Sim, normalmente a questão está ligada a branqueamento de capital também. Há um verdadeiro horizonte pesado de crime económico ligado a isto. O cinema tem feito muitos filmes sobre este ambiente dos mercados financeiros. O "Wall Street", em que Michael Douglas faz o papel de um corretor de enorme sucesso, foi talvez o primeiro a denunciar o que era a corrupção da bolsa, a desonestidade dos corretores. Há uma cena em que o Michael Douglas está a falar num congresso e de repente diz: "Greed is good" (a ganância é boa). Ficamos à espera que toda a gente reaja mal. Mas não. A sala levanta-se em êxtase a apoiá-lo. O realizador Oliver Stone tinha feito aquilo para criticar aquele ambiente e acabou por dar origem a uma frase que se tornou o mote de uma geração. Ainda no outro dia Boris Johnson teve o descaramento de dizer que o sucesso da vacinação se devia ao capitalismo e à ganância. Nada disso! O aparecimento tão rápido das vacinas é de facto um grande sucesso, mas deveu-se ao grande trabalho conjunto do setor público e privado. Mas há muita gente para quem a ganância continua a ser um valor positivo.

 

Voltamos à questão da definição de sucesso.
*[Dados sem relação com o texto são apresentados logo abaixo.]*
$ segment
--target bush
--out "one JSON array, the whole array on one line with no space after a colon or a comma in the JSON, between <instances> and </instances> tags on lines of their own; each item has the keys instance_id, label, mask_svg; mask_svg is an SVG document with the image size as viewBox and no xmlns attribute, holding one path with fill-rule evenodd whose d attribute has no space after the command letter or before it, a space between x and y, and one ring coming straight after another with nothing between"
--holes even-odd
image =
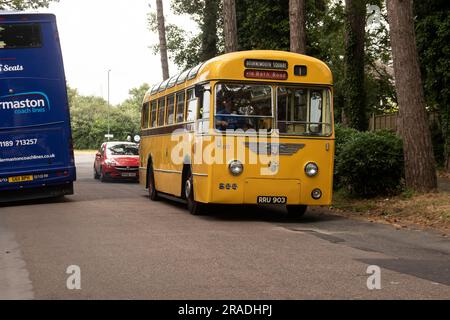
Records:
<instances>
[{"instance_id":1,"label":"bush","mask_svg":"<svg viewBox=\"0 0 450 320\"><path fill-rule=\"evenodd\" d=\"M394 134L336 130L337 187L352 195L373 197L401 191L402 141Z\"/></svg>"}]
</instances>

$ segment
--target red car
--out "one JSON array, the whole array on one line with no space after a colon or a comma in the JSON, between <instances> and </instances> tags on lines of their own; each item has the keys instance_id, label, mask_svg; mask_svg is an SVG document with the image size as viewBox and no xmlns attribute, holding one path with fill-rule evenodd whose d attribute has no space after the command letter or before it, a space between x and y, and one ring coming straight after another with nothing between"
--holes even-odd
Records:
<instances>
[{"instance_id":1,"label":"red car","mask_svg":"<svg viewBox=\"0 0 450 320\"><path fill-rule=\"evenodd\" d=\"M95 155L94 178L139 181L139 145L132 142L105 142Z\"/></svg>"}]
</instances>

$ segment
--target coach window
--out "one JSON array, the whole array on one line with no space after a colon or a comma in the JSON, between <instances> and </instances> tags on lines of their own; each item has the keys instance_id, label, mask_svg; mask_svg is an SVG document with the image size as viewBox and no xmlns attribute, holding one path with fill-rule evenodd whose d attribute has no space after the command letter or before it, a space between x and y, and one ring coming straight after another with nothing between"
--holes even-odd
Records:
<instances>
[{"instance_id":1,"label":"coach window","mask_svg":"<svg viewBox=\"0 0 450 320\"><path fill-rule=\"evenodd\" d=\"M187 98L186 122L193 122L197 113L197 98L195 97L194 89L188 90Z\"/></svg>"},{"instance_id":2,"label":"coach window","mask_svg":"<svg viewBox=\"0 0 450 320\"><path fill-rule=\"evenodd\" d=\"M198 108L198 131L207 133L209 130L209 115L211 110L211 85L205 84L202 86L203 93L199 99Z\"/></svg>"},{"instance_id":3,"label":"coach window","mask_svg":"<svg viewBox=\"0 0 450 320\"><path fill-rule=\"evenodd\" d=\"M146 102L142 106L142 128L147 129L148 128L148 122L149 122L149 103Z\"/></svg>"},{"instance_id":4,"label":"coach window","mask_svg":"<svg viewBox=\"0 0 450 320\"><path fill-rule=\"evenodd\" d=\"M180 92L177 94L177 111L176 111L176 123L180 123L184 121L184 105L185 105L185 93Z\"/></svg>"},{"instance_id":5,"label":"coach window","mask_svg":"<svg viewBox=\"0 0 450 320\"><path fill-rule=\"evenodd\" d=\"M155 128L157 126L157 117L156 115L158 114L158 104L156 102L156 100L153 100L150 104L150 109L151 109L151 127Z\"/></svg>"},{"instance_id":6,"label":"coach window","mask_svg":"<svg viewBox=\"0 0 450 320\"><path fill-rule=\"evenodd\" d=\"M175 96L171 95L167 98L167 120L166 124L174 124L175 123Z\"/></svg>"},{"instance_id":7,"label":"coach window","mask_svg":"<svg viewBox=\"0 0 450 320\"><path fill-rule=\"evenodd\" d=\"M158 102L158 126L162 127L164 125L164 112L166 110L166 99L159 99Z\"/></svg>"}]
</instances>

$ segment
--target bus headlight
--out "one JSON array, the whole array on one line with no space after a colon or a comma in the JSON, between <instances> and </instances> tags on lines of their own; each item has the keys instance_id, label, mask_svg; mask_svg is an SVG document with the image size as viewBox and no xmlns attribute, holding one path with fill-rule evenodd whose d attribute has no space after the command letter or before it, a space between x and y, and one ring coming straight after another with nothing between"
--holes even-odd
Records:
<instances>
[{"instance_id":1,"label":"bus headlight","mask_svg":"<svg viewBox=\"0 0 450 320\"><path fill-rule=\"evenodd\" d=\"M305 173L308 177L315 177L319 173L319 167L314 162L309 162L305 166Z\"/></svg>"},{"instance_id":2,"label":"bus headlight","mask_svg":"<svg viewBox=\"0 0 450 320\"><path fill-rule=\"evenodd\" d=\"M230 173L237 177L244 172L244 165L239 160L231 161L230 165L228 166L228 169L230 170Z\"/></svg>"}]
</instances>

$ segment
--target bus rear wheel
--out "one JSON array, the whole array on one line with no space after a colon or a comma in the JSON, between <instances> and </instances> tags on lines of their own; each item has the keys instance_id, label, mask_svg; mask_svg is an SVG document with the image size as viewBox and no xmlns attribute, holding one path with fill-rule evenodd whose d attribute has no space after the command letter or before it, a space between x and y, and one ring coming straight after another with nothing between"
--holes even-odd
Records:
<instances>
[{"instance_id":1,"label":"bus rear wheel","mask_svg":"<svg viewBox=\"0 0 450 320\"><path fill-rule=\"evenodd\" d=\"M189 172L184 185L184 193L187 201L187 208L189 212L194 216L203 214L204 204L195 201L194 199L194 178L192 173Z\"/></svg>"},{"instance_id":2,"label":"bus rear wheel","mask_svg":"<svg viewBox=\"0 0 450 320\"><path fill-rule=\"evenodd\" d=\"M304 206L304 205L287 205L286 206L286 210L287 210L287 218L302 218L305 213L306 213L306 209L308 209L308 206Z\"/></svg>"},{"instance_id":3,"label":"bus rear wheel","mask_svg":"<svg viewBox=\"0 0 450 320\"><path fill-rule=\"evenodd\" d=\"M148 182L148 196L152 201L158 201L158 191L156 191L155 175L153 173L153 167L149 167L147 170L147 182Z\"/></svg>"}]
</instances>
Exato. Do sucesso a qualquer preço.

É essa a versão que tem prevalecido?

Continua a ser essa a maior força. O poder político apagou-se muito e passou a ser dominado pelo poder económico. O Fórum Económico Mundial de Davos é o exemplo mais acabado disto. Vão lá os Presidentes da República, os primeiros-ministros… todo o poder político vai, no fundo, prestar contas ao poder económico. Até o Presidente chinês, Xi Jinping, a certa altura lá foi, depois da eleição de Donald Trump, e tornou-se o herói do neoliberalismo legitimado pelos banqueiros e por outros detentores de grandes fortunas. Isto é um pouco simbólico de como o poder político se apaga e como tem de obedecer ao poder económico. Impressiona-me muito a falta de qualidade dos políticos mundiais. Olhamos para os dirigentes europeus em geral e não se encontram já as grandes figuras como De Gaulle, Churchill, Mitterrand, tantos. Temos pessoas mais ou menos apagadas, algumas ganham eleições não se percebe muito bem como, com coligações estranhas. Tudo isto me deixa um pouco preocupado.

 

Diz no livro que para salvar este "mundo doente" cada um tem o seu lugar.

Enquanto cidadãos, temos de obrigar os políticos a portarem-se decentemente. E, em segundo lugar, não podemos olhar para a política como uma coisa desprezível em que as pessoas só estão ali para fazerem negócios. Não pode ser. A política é a construção da nossa vida.

 

Mas os próprios partidos não têm de fazer uma introspeção?

Seguramente. Por isso é que há pouco eu falava na falta de qualidade dos dirigentes em geral. Vamos outra vez à questão do sucesso. Muitas pessoas que entram nos partidos têm a expectativa de conseguir lugares melhores. Os partidos que estão no poder têm a possibilidade de fazer nomeações para muitos cargos, e há por isso muita gente que entra na política como um exercício individual e não como um exercício coletivo. Isso é o pior que pode acontecer.